El dilema de la UE es situarse en el mundo como el eterno subalterno de EEUU o articularse como un eje geopolítico más acorde con su potencial económico y con lo mejor de la herencia europea, liberal en lo político y ético, y social en lo socioeconómico. Herencia contradictoria, sí, pero evidente si la contraponemos a la Rusia de Putin, la China de Xi, e incluso a la India del panhindú Modi.

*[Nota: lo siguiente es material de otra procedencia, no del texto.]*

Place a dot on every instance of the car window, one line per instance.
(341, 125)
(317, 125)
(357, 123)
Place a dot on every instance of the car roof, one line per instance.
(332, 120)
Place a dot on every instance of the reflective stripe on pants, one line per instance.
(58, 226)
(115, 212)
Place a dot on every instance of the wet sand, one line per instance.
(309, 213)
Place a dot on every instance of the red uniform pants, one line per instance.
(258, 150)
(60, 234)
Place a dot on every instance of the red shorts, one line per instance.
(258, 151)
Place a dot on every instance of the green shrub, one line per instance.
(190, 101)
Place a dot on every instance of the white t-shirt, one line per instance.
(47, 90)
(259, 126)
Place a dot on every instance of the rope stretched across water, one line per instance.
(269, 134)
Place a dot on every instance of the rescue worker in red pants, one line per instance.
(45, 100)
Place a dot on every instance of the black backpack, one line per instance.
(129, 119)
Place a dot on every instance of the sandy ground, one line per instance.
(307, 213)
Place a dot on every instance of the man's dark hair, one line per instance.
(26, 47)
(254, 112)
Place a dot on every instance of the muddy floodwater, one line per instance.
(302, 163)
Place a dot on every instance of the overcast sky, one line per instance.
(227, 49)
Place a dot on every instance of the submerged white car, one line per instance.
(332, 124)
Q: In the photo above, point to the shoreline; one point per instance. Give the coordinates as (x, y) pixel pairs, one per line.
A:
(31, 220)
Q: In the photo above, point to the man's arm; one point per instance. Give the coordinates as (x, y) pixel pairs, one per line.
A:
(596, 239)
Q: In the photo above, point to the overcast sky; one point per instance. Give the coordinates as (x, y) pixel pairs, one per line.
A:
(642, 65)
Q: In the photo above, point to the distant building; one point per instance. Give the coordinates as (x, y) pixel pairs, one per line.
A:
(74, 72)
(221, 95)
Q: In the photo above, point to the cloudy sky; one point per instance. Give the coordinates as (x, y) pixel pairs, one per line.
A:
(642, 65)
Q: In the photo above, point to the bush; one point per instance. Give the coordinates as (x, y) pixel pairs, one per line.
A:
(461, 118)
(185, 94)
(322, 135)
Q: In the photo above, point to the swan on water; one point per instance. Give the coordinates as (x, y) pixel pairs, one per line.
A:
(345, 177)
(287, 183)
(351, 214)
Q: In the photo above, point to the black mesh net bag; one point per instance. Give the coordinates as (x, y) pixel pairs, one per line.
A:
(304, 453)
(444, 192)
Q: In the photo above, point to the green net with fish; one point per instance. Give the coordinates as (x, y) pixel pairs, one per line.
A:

Autonomía en el ámbito de la seguridad

La cuestión es que, hasta ahora, había dejado su autonomía energética en manos de Rusia y delegado su autonomía geoestratégica, y militar, en manos de EEUU. Al punto de que  ningún país de la UE, ni tampoco Gran Bretaña, tiene un ejército capaz de participar en una guerra convencional como la que se perpetra en Ucrania.

Este, el de la autonomía de la UE también en el ámbito de la seguridad, es un debate que la izquierda debe abordar. Lo decía en estas páginas el pasado 28 de marzo el eurodiputado de EH Bildu Pernando Barrena.

Porque «puede ser que no te interese la guerra, pero la guerra está interesada en ti». La frase se atribuye a Trotski y resume el dilema de la UE.